The same philosophy can be applied to those things, situations, or people who oppose us. As we naturally aim to organize ourselves to arrive at a place where we can sit and enjoy a little ease, destiny often seem to take us out of our comfort zone. In fact, it often feels that life takes pleasure in bringing us to difficult places. I heard once of an experiment scientists tried with lions. A first pride was set in an area of the reservation where everything was supplied for them. Life was easy. A second pride was set in difficult conditions. They had to hunt for their food and contend with other predators for water and territory. After a while, the scientists noticed that the first pride of lions had gotten lazy and unmotivated. Their fur, overall outlook and demeanor was unhealthy while the second set of lions who had to fight for their survival were very active and looked very healthy.

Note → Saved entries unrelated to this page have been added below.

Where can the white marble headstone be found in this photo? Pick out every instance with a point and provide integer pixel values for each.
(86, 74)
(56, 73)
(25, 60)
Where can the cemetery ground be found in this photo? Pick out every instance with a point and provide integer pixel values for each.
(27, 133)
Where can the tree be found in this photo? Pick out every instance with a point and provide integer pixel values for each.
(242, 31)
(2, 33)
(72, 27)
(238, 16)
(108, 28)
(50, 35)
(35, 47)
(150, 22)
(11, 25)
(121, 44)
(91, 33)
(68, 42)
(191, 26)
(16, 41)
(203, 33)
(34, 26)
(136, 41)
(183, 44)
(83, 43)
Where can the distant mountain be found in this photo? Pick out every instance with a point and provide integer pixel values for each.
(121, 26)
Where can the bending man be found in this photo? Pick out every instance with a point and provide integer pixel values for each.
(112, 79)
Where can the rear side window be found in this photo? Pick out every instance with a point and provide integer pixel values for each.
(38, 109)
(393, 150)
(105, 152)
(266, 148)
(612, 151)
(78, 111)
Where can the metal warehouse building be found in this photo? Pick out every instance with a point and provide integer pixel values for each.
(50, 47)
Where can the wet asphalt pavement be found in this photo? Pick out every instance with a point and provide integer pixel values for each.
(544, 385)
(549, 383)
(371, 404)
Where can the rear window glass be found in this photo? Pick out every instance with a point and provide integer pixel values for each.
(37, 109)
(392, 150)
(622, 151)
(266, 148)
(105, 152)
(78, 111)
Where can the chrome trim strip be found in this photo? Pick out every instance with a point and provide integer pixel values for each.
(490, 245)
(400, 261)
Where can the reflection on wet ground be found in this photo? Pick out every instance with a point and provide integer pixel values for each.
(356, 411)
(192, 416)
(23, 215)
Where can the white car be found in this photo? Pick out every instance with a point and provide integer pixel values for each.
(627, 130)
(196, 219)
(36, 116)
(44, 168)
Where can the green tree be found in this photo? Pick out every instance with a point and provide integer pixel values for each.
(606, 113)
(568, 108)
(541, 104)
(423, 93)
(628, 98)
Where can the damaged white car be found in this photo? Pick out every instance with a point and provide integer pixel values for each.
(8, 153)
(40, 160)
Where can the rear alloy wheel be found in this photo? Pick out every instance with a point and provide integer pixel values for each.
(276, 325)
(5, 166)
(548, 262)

It seems that opposition, contention and difficulty make us stronger. Isn’t this the whole principle of training and even of playing games? In training, we partner with gravity and speed in order to strengthen our muscles. And if life itself was not enough of a puzzle, we play games in which we create complex situations or scenarios that we have to solve, sometimes even adding self imposed speed. All these things contribute to keep our body strong and wits sharp. I heard of a group of nuns in New England who were all over 100 years old, active and intelligent . They agreed to allow themselves to be studied to see what was the reason of their longevity.. At death, their autopsies showed that many had full blown Alzheimer’s, but the disease had never affected them in their lifetime. What did these nuns have in common? They were all teachers and had spent their days learning, doing crosswords and playing games that required them to process and think, sometimes with speed.
The trials of life can be compared to a friendly enemy. As we learn to wisely deal with difficult relationships at home or at work, we strengthen the social skills that make us a more complete person. Every time we have to contend with the ever speedily changing technology, we learn the skills that help us navigate through our ever changing modern world. Whenever we conquer a bad habit, a vice, or a temptation, we strengthen our resolve to live decent lives. In fact, any time we come out of our comfort zone and enter unfamiliar territory in order to do or learn something new, we not only strengthen our humility muscles, but we add to our knowledge bank. In all those situations, our failures become our special teacher that is, if we do not give up!